Rien, por Luis Fernando Veríssimo

Talis Andrade

Representação da população parisiense realizando a tomada da Bastilha em 14 de julho de 1789

No dia da Queda da Bastilha (14 de julho de 1789), o rei Louis XVI da França voltou à sua casa, Versailles, depois de uma caçada matinal, tomou (presumivelmente nessa ordem) um banho e seu café, e abriu o diário em que anotava os principais acontecimentos do dia, todos os dias. Na falta de um acontecimento notável, Louis XVI escrevia um pensamento e, na falta de um pensamento, recorria a trivialidades, como o número de animais abatidos no bosque do castelo, ou alguma observação de Maria Antonieta sobre os modos da corte, ou uma indisposição digestiva do próprio rei. Naquele dia, nem detalhes da caçada, nem intrigas da corte e nem cólicas mereceram uma citação real. Depois de encarar a página em branco do diário por alguns instante, com um certo tédio, Louis XVI escreveu:

“Rien”.

“Rien”, “rien” de “rien”! A história do mundo chegava a um dos seus cotovelos, quando tudo muda de direção, e Louis XVI não julgou o fato digno de nota. Mas esta crônica não é sobre a insensibilidade dos reis ou sobre a importância da eterna vigilância em quem não quer ser pego de surpresa pela História, e muito menos sobre a incompetência de quem deveria, pelo menos, manter o rei bem informado. Esta crônica é uma proclamação de inveja. Imagine-se morando em Versailles, onde as notícias do mundo real custam a chegar. Imagine-se um Louis XVI desobrigado de saber o pior, abençoado pela ignorância.

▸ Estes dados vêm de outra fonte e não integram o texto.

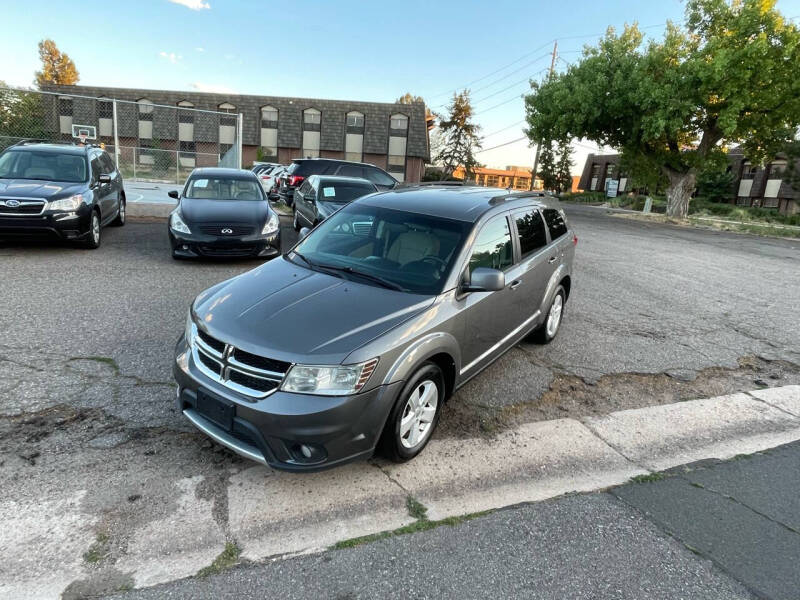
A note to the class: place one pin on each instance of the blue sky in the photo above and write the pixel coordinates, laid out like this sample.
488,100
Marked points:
367,50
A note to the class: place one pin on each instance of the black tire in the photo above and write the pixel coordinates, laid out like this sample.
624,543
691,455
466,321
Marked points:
92,240
391,444
544,334
120,220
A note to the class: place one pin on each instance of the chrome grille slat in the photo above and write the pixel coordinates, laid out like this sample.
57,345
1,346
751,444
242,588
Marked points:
233,373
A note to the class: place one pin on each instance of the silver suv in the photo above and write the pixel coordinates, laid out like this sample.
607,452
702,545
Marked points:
356,337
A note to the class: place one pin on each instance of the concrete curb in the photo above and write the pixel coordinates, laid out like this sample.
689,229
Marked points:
272,514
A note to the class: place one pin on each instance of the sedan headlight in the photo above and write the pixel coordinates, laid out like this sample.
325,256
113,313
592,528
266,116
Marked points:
338,380
66,204
177,224
272,225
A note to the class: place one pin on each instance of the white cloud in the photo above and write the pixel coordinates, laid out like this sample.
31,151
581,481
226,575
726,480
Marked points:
193,4
212,88
171,57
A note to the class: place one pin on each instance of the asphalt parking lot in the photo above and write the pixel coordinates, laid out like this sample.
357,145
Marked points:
657,314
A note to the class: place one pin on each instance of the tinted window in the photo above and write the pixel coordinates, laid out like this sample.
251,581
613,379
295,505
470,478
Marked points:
44,166
556,222
530,228
351,171
223,188
493,246
338,191
379,177
413,251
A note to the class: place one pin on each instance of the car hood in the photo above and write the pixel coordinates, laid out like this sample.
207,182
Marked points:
223,211
289,313
31,188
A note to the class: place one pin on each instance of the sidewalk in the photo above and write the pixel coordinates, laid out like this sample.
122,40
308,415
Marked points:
714,530
268,514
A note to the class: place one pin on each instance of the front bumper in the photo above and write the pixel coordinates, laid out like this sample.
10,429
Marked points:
52,225
195,245
274,430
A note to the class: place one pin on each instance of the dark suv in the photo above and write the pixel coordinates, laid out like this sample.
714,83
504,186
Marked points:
301,168
356,337
62,191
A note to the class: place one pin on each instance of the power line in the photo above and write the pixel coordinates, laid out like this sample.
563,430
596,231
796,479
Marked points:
501,145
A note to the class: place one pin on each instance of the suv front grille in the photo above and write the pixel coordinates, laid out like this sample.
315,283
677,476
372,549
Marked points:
244,372
21,206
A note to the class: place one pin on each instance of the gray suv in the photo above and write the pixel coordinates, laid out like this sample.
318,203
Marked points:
356,337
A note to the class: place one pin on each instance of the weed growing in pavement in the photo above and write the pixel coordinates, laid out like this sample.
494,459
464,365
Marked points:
649,477
416,509
420,525
227,558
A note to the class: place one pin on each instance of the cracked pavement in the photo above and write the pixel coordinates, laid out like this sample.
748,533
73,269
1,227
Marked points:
91,446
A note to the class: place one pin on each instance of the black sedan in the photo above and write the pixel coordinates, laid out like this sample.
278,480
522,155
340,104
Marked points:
223,213
322,195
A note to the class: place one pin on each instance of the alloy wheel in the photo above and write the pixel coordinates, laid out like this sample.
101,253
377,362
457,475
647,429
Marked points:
418,414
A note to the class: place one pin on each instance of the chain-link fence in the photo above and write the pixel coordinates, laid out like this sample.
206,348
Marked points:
149,142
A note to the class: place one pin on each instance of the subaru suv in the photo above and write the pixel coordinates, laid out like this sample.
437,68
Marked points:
354,339
59,190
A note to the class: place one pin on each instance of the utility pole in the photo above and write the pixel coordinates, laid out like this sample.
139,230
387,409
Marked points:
539,145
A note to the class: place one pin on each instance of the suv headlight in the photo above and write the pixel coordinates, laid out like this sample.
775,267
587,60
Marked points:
177,224
338,380
66,204
272,225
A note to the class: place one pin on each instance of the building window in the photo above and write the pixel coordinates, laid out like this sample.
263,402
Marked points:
354,136
355,119
399,122
312,119
749,171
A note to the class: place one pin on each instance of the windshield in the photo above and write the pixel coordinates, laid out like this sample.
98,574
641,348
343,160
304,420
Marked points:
343,191
44,166
410,251
223,188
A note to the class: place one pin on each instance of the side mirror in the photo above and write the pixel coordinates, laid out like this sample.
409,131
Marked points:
484,279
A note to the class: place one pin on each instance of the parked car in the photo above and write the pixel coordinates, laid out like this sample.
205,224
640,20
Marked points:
223,212
356,337
301,168
321,195
59,190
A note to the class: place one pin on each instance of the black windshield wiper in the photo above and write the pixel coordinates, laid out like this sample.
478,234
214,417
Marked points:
379,280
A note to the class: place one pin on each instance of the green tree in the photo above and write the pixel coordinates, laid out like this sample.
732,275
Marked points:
548,169
57,67
728,75
458,138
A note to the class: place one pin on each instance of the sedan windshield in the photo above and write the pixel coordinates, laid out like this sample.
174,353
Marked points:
343,191
43,166
389,248
223,188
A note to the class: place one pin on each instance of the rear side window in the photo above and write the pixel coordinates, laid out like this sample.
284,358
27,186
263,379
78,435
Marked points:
379,177
556,222
530,229
492,247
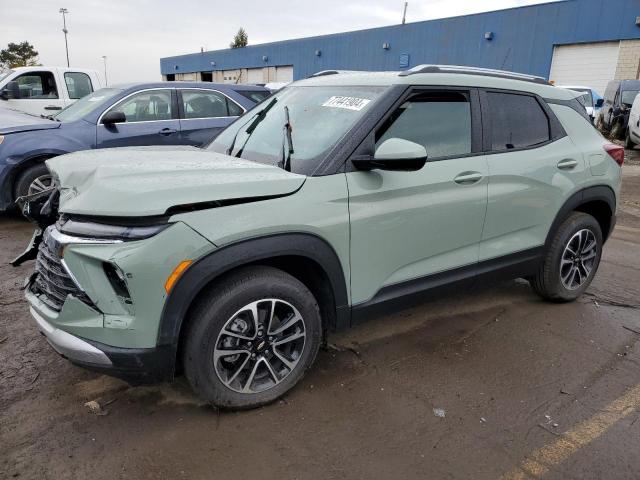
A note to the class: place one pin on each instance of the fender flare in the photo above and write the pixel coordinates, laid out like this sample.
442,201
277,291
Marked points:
234,255
597,193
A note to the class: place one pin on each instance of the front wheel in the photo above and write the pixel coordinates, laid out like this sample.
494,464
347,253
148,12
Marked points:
628,143
617,132
252,338
33,180
571,261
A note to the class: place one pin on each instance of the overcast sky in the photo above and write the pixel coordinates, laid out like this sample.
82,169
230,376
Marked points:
134,34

Imagine poder escrever “rien” em todas as páginas do seu diário, hipotético ou não, que tratariam da pandemia dos coronavírus e seus estragos se não tivéssemos renunciado à vida real ou assumido a inconsciência de um rei de França, que inveja. Como não podemos nos fingir de Louis XVI, também não podemos exigir os privilégios do seu trono e estamos condenados ao assunto único, esperando que o leitor entenda.

Se o assunto inescapável é repetitivo e trágico, acompanha-o um circo: um governo, pior do que sem cabeça, com muitas cabeças se batendo no picadeiro. Ninguém está rindo.